The emergence of highly pathogenic avian influenza virus H5N1 clade 2.3.4.4b indicates that the host range of H5N1 viruses has expanded into various wildlife. Viral entry is largely determined by the presence and chemical modifications of sialic acid receptors. This project aims to characterize the distribution and chemical modifications of sialic acids across epithelial cells from various wildlife, domesticated-livestock, and companion-animals to map α2,3- and α2,6-linked receptors associated with influenza host specificity. We are collecting tissue samples from wildlife, companion-animals, and livestock from across the province of Alberta. So far, we have collected and processed samples from 45 cases and will continue until the end of the year. Tissue samples are formalin fixed and embedded in paraffin for sample staining and subsequent glycan profile analysis.
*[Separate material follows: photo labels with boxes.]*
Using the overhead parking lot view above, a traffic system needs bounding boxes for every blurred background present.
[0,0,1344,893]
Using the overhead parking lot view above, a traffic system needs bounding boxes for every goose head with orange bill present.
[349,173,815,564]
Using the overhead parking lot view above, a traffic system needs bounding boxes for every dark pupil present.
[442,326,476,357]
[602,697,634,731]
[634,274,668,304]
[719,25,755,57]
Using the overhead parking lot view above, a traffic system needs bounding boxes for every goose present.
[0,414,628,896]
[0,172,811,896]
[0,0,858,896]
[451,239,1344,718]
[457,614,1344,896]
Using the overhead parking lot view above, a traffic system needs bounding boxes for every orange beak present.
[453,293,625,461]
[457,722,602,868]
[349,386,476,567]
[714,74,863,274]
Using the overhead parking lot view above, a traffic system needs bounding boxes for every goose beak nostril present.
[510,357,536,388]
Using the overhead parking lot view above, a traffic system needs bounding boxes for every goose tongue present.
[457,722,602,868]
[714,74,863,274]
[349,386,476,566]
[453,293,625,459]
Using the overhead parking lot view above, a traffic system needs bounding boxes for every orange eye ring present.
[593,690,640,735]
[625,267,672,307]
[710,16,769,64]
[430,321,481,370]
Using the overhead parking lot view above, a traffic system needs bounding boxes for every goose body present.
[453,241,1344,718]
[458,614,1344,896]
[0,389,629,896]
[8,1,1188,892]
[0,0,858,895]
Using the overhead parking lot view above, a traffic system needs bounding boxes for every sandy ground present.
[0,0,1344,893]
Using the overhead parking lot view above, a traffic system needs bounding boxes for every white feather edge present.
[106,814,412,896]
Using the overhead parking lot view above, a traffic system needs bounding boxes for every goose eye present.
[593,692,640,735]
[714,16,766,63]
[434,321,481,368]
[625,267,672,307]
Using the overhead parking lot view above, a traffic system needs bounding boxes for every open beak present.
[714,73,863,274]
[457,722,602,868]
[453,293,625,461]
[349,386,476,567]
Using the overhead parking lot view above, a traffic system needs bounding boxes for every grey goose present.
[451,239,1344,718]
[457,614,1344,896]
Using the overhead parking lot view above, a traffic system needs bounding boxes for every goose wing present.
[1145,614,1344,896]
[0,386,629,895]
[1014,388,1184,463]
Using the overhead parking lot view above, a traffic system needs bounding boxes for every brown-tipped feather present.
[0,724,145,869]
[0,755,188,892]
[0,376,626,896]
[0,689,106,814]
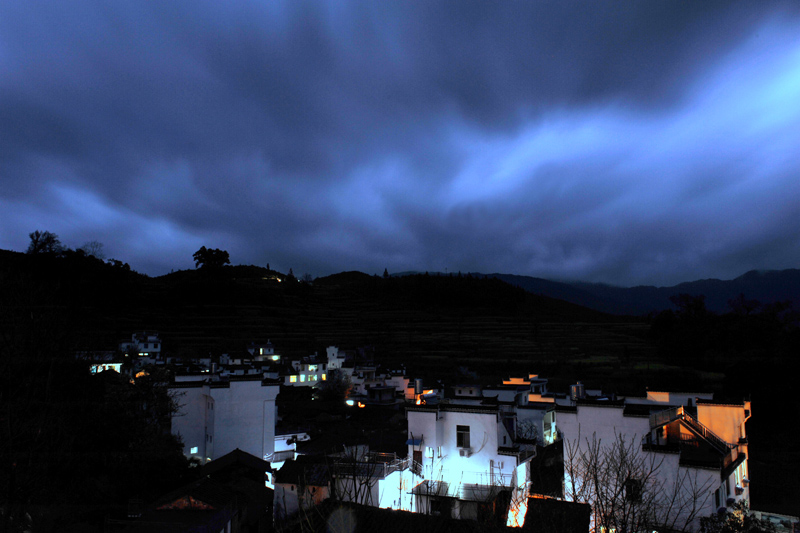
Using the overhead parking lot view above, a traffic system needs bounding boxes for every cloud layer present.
[0,0,800,285]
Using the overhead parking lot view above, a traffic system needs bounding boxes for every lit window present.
[456,426,469,448]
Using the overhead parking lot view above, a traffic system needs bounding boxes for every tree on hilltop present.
[192,246,231,269]
[26,229,64,254]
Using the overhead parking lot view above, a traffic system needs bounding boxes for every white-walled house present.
[406,403,535,525]
[283,360,328,387]
[119,331,161,358]
[170,376,280,463]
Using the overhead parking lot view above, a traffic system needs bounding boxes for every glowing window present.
[456,426,469,448]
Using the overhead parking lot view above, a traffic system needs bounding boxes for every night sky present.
[0,0,800,285]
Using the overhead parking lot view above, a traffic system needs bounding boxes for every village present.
[78,332,793,532]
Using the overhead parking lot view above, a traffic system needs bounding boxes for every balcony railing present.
[334,453,410,479]
[650,406,732,453]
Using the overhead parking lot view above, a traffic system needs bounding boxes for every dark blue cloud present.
[0,0,800,284]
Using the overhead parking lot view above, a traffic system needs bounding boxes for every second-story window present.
[456,426,469,448]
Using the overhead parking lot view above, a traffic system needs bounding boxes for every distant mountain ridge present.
[396,269,800,315]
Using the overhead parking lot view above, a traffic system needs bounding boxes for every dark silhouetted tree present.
[700,500,776,533]
[27,229,64,254]
[192,246,231,269]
Sample structure and integrity will be investigated by Hematoxylin and Eosin staining. Sialic acids will be specifically investigated with lectin staining using Maackia amurensis lectin I, Maackia amurensis lectin II, divalent Carbohydrate-Binding Module 40, and Sambucus nigra Agglutinin to detect the presence of α2,3 and α2,6 modifications. Tissues will undergo a lectin microarray to quantifiably examine sialic acid lectin binding and perform comparative analyses with prior lectin stains, as well as the opportunity to determine the lectin profile of the various species. This study aims to identify species-specific susceptibility patterns across a wide range to better support surveillance and improve risk assessment when predicting spillover events and emerging zoonotic threats.